Kittredge’s failure to take in such uncertainties about the order of the Tales does not invalidate his insight that the collection has distinct centres, but these ‘centres’ are not spatial—they are not ‘grouped’ together physically—but are, rather, centres of meaning, concerns so important to such a number of tales that they become fundamental to the meaning of the collection as a whole. Kittredge was also right that the dynamics of power between men and women was one of these (although ‘marriage’ is not the only form in which that dynamic matters); in fact, the subject was so important to Chaucer that it not only extends to many more parts of the Tales than Kittredge identified, but is basic to much of Chaucer’s other poetry.

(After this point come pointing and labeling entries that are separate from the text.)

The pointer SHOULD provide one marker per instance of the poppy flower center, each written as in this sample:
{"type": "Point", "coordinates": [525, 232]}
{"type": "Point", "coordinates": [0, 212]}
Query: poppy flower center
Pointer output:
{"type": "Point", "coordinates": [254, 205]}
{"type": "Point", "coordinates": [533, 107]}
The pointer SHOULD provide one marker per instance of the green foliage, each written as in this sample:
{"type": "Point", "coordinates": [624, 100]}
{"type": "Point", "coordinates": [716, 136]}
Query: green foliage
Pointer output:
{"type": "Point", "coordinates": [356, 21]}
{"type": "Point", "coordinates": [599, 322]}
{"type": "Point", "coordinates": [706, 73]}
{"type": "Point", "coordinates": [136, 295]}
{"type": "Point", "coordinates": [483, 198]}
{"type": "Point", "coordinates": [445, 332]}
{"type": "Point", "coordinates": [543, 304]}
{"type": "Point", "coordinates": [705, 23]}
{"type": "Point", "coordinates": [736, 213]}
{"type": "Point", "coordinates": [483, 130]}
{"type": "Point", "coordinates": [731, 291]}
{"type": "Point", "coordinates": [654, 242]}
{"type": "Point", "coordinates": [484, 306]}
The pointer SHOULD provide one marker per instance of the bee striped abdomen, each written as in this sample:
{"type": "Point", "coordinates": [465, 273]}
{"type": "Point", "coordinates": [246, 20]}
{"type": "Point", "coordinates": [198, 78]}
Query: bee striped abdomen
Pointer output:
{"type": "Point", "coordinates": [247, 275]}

Troilus and Criseyde (1381–6), for example, while deeply influenced by the Consolation of Philosophy, finds the grounds for its philosophical explorations in the difficulties faced by a man and a woman trying to forge a successful relationship. Since Troilus is a Trojan and the son of the king, and Criseyde’s father is a traitor who has defected to the Greeks besieging Troy, the fate of a whole civilization and the pressures of a great war are brought to bear on these two people and their search for a way to declare their love honestly. That the war itself has been caused by the abduction of a Greek woman (Helen) by the Trojan who fell in love with her (Paris) is no accident, and suggests at a different level that the relationship between a man and a woman can be so important as to be a political problem.